The address bus was expanded to 24-bits to address 16 MB of memory. The chip was offered with either a 19-bit external bus for 512kB RAM, or a full 24-bit bus for 16MB RAM, the advantage to the smaller bus was a smaller 40-pin package. Like the Z80 before it, the Z800 retained the internal DRAM controller and clock, but added 256 bytes of RAM that could be used either as "scratchpad" RAM, or as a cache. When used in cache mode the programmer could configure it as a data or instruction cache, or both, and the internal memory controller then used it to reduce access to (slower) external memory.

There were also ambitious provisions for multiprocessing and either loosely or tightly coupled slave processors, with or without shared global memory. This was known as the extended processing architecture and extended processing units (EPU).

Another change was the addition of an optional 16-bit data bus, which doubled the rate at which it could access memory if set up properly.

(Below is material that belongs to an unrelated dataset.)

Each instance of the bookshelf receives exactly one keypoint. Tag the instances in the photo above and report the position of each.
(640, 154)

Combined with the two address bus sizes this meant that the chip was offered in a total of four versions:

| part # | # of pins | data bus | address bus |
|---|---|---|---|
| Z8108 | 40 | 8-bit | 19-bit (512kB) |
| Z8116 | 40 | 16-bit | 19-bit (512kB) |
| Z8208 | 64 | 8-bit | 24-bit (16MB) |
| Z8216 | 64 | 16-bit | 24-bit (16MB) |

==Reason for the failure==
The Z800 was, in most ways, a minicomputer-inspired "super Z80" that would run existing, and larger, programs at considerably higher speeds. However the address and data buses were multiplexed and the chip was, also in other respects, somewhat complicated to program and interface to. Calculation of exact execution times was also very much harder to do than for the Z80. Moreover, the plain Z80 were good enough for most applications at the time so the extra computing power was, in many cases, not worth the added complexity. Bad marketing seems to have hurt the product as well.

Hitachi developed the HD64180, as a less ambitious Z80 derivative. It had great success, probably because it is almost as simple to program and interface to as the original Z80.

==More successful Z80 derivatives (from Zilog)==
Apart from the successful Zilog Z180 (developed largely by Hitachi) and Zilog Z182 other attempts were made to extend the Z80 architecture, the 32-bit Z380 (introduced 1994) was a commercial disappointment except for some specific telecom applications. On the other hand, the fast 24-bit eZ80 (introduced 2001) has been both commercially successful and won engineering awards. Unlike the Z800, Z280, and Z380, the eZ80 does not introduce many new instructions or addressing modes, in comparison to the original Z80, but instead primarily extends the 16-bit registers of the Z80 to 24 bits wide. This enables it to reach 256 times as much memory, and adds a fully pipelined execution unit that executes Z80 opcodes 4× as fast as the original.